For the 12-week reporting period that concluded on May 9, 2026, the company announced diluted earnings of $38.07 per share. This figure exceeded the analyst consensus forecast of $36.18, based on data compiled from 11 analysts surveyed by Zacks.
Total revenue reached $4.84 billion, representing an 8.4% increase compared to the same period last year. Wall Street had anticipated $4.86 billion, resulting in AutoZone posting a modest revenue shortfall.
The quarter generated net income of $641.5 million. Operating profit expanded 6.6% to reach $923.8 million, elevating the operating margin beyond the 19% threshold.
The gross profit margin landed at 52.2% of sales, representing a 57 basis point decline year-over-year. Management pointed to a 77 basis point headwind from non-cash LIFO accounting adjustments as the primary factor, though this was partially counterbalanced by other positive developments.
On the expense front, operating costs as a proportion of sales improved modestly, dropping to 33.1% from 33.3% in the prior-year period. The company attributed this enhancement to revenue expansion and disciplined cost control measures.
U.S. Operations Show Resilience
Both retail and business-to-business channels posted gains in the domestic market throughout the quarter. Same-store sales across U.S. locations climbed 4.1%, while enterprise-wide comparable sales grew 3.9% when measured on a constant-currency basis.
CEO Phil Daniele noted in prepared remarks that performance remained balanced across different customer categories. The company did not provide a detailed split between retail and commercial segments.
Overseas Performance Falls Short
International comparable store sales surged 16.6% on a reported basis, though this figure contracts dramatically to merely 1.6% when currency fluctuations are excluded from the calculation.
Performance in the Mexican and Brazilian markets failed to meet management’s internal benchmarks. While Daniele recognized the underperformance, he expressed confidence that the company continues expanding its market position in both countries.

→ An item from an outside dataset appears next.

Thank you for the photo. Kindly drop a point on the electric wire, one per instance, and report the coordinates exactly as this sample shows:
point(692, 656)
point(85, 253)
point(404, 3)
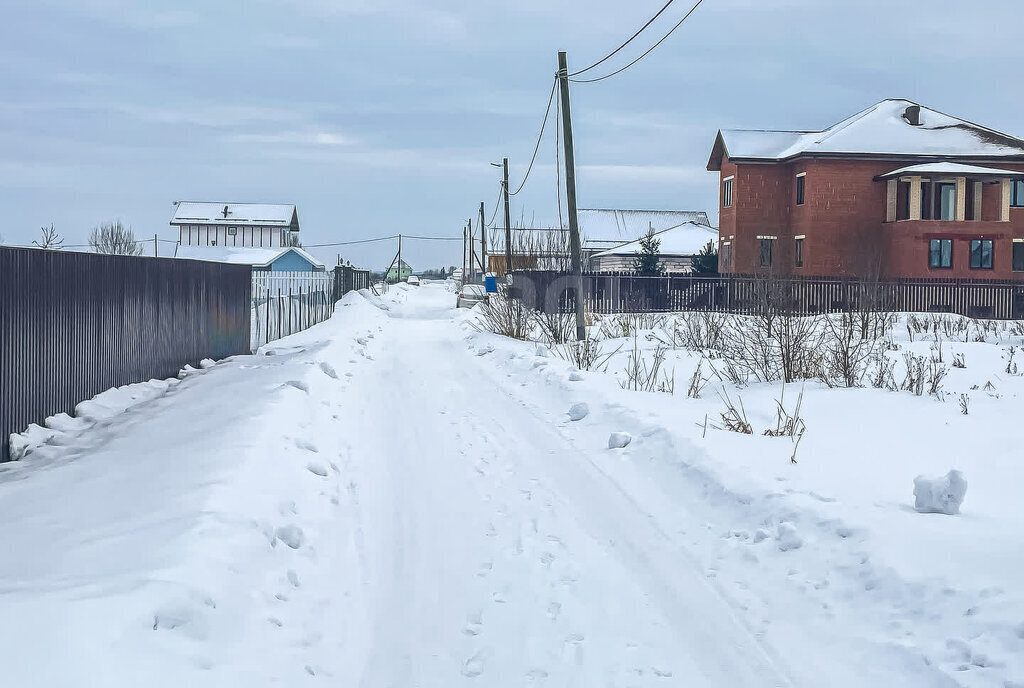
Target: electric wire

The retailer opened a net total of 82 new locations worldwide throughout the quarter. The domestic U.S. market received 57 additions, Mexico gained 20 stores, and Brazil saw five new openings. This brings the company’s global store network to 7,856 locations.
Looking at the complete fiscal year, management projects opening between 355 and 365 new stores.
Merchandise inventory increased 10.8% year-over-year to $7.56 billion, reflecting expansion strategies and inflationary pressures.
During the quarter, the company allocated $586.3 million toward share repurchases, acquiring 164,000 shares at a mean price of $3,582 per share. As the quarter closed, $804.2 million remained available under the existing buyback authorization.